A Sensitive Sandwich ELISA for the Rapid Detection of Mung Bean Protein: Development and Evaluation of the Effect of Thermal Processing on Detection

Abstract

The mung bean allergen has not yet attracted attention on a global scale for the potential hazards it poses to allergen-sensitive individuals. In the current study, a sandwich enzyme-linked immunosorbent assay (ELISA) for the detection of trace amounts of mung bean proteins was established. Mung bean protein-specific antibodies produced in rabbits and mice immunized with protein extracted from mung bean flour were used as the capture and detection antibodies in the ELISA. The ELISA had a limit of detection of 4.99 ng/mL and did not show any cross-reactivity with nine different foods, which potentially coexisted in foodstuffs. Accuracy and repeatability were validated by spiking and recovery of mung bean protein in oat meal, milk, and soybean milk.

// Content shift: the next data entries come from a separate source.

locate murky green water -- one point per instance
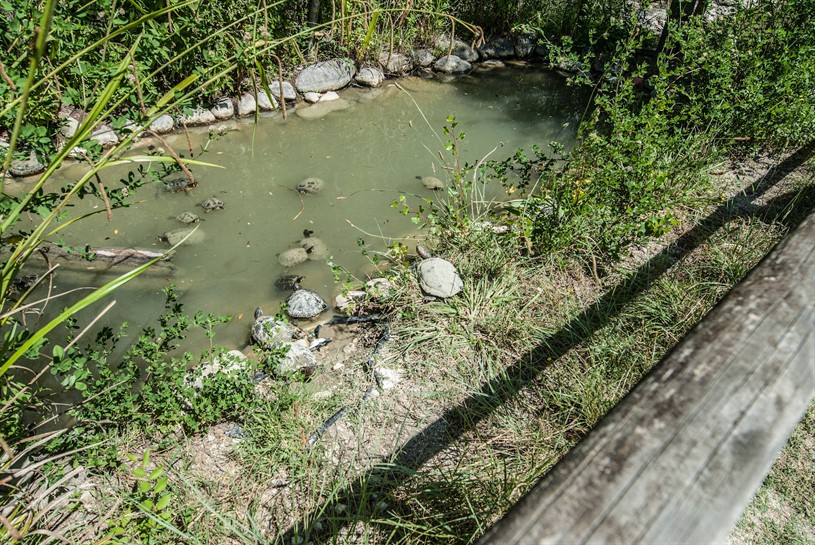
(368, 154)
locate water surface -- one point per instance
(368, 154)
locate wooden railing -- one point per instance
(679, 458)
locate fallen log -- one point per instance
(105, 258)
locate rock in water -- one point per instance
(305, 304)
(288, 89)
(395, 63)
(212, 203)
(499, 48)
(431, 182)
(439, 277)
(162, 124)
(370, 77)
(223, 109)
(187, 217)
(460, 50)
(326, 76)
(450, 64)
(288, 282)
(293, 257)
(177, 235)
(310, 185)
(269, 332)
(29, 167)
(315, 248)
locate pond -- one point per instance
(368, 154)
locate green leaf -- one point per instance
(163, 502)
(161, 484)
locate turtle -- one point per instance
(305, 304)
(188, 217)
(431, 182)
(292, 257)
(212, 203)
(180, 184)
(310, 185)
(288, 282)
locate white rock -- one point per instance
(199, 116)
(247, 104)
(326, 76)
(388, 378)
(451, 64)
(370, 77)
(288, 90)
(69, 127)
(344, 301)
(162, 124)
(231, 363)
(378, 288)
(265, 102)
(395, 63)
(439, 277)
(298, 357)
(223, 109)
(322, 109)
(105, 136)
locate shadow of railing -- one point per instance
(460, 419)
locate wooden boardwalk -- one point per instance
(679, 458)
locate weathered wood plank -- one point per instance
(103, 259)
(679, 458)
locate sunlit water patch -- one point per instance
(368, 154)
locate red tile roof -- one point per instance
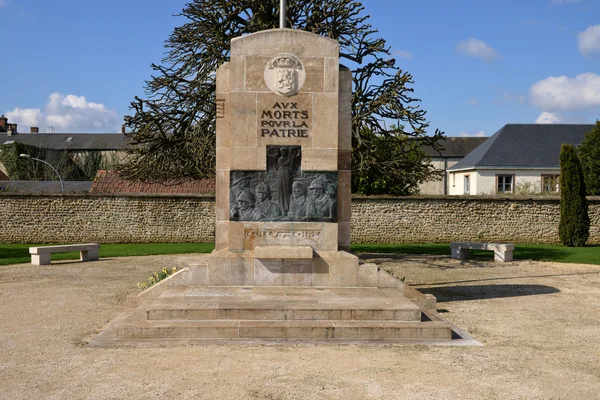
(112, 182)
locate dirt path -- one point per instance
(540, 323)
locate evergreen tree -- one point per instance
(589, 155)
(574, 226)
(173, 128)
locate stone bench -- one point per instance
(502, 252)
(41, 255)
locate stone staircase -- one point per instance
(196, 315)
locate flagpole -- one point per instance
(283, 12)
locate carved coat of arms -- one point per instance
(285, 74)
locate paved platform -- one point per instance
(206, 315)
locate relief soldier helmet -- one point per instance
(243, 179)
(247, 197)
(264, 188)
(317, 184)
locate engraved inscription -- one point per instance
(285, 234)
(285, 120)
(285, 75)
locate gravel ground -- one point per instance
(539, 322)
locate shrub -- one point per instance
(574, 226)
(157, 277)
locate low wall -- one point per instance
(49, 218)
(444, 219)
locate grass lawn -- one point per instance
(537, 252)
(19, 253)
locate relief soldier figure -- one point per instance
(298, 200)
(266, 207)
(246, 208)
(319, 203)
(239, 183)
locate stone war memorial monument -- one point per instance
(281, 269)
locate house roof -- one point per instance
(455, 146)
(69, 141)
(524, 146)
(112, 182)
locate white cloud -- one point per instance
(565, 93)
(588, 41)
(403, 54)
(476, 134)
(66, 114)
(507, 97)
(477, 48)
(548, 118)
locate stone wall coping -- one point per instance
(355, 197)
(552, 199)
(110, 195)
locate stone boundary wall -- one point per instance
(138, 218)
(55, 218)
(445, 219)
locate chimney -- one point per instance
(12, 128)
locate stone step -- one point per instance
(329, 330)
(290, 312)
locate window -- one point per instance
(505, 183)
(550, 183)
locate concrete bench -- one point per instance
(41, 255)
(502, 252)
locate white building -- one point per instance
(519, 158)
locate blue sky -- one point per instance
(75, 65)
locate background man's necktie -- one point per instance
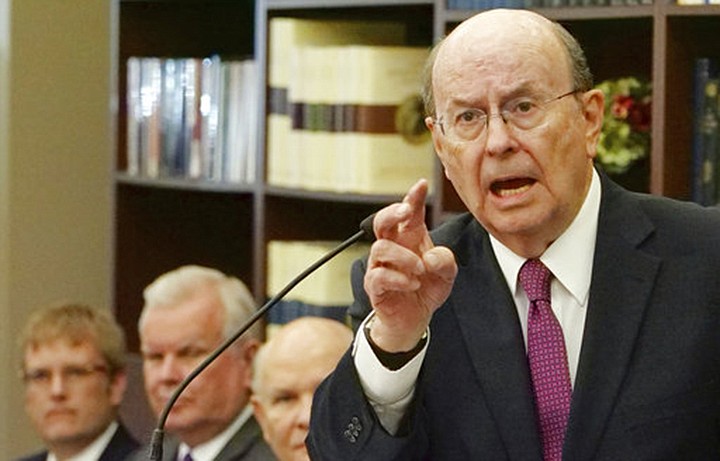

The suitability of the ELISA for the detection of mung bean protein in thermally processed samples was established by subjecting mung bean protein, mung bean powder, and defatted mung bean powder to dry or moist heating. The results demonstrated that the accurate quantitation of mung bean protein can be established for samples processed by dry heating at ≤150 °C. Lower detection results could not be avoided for mung bean proteins subjected to either dry heating at temperatures >150 °C or with moist heat, most probably because of changes in protein solubility and structure of the mung bean protein.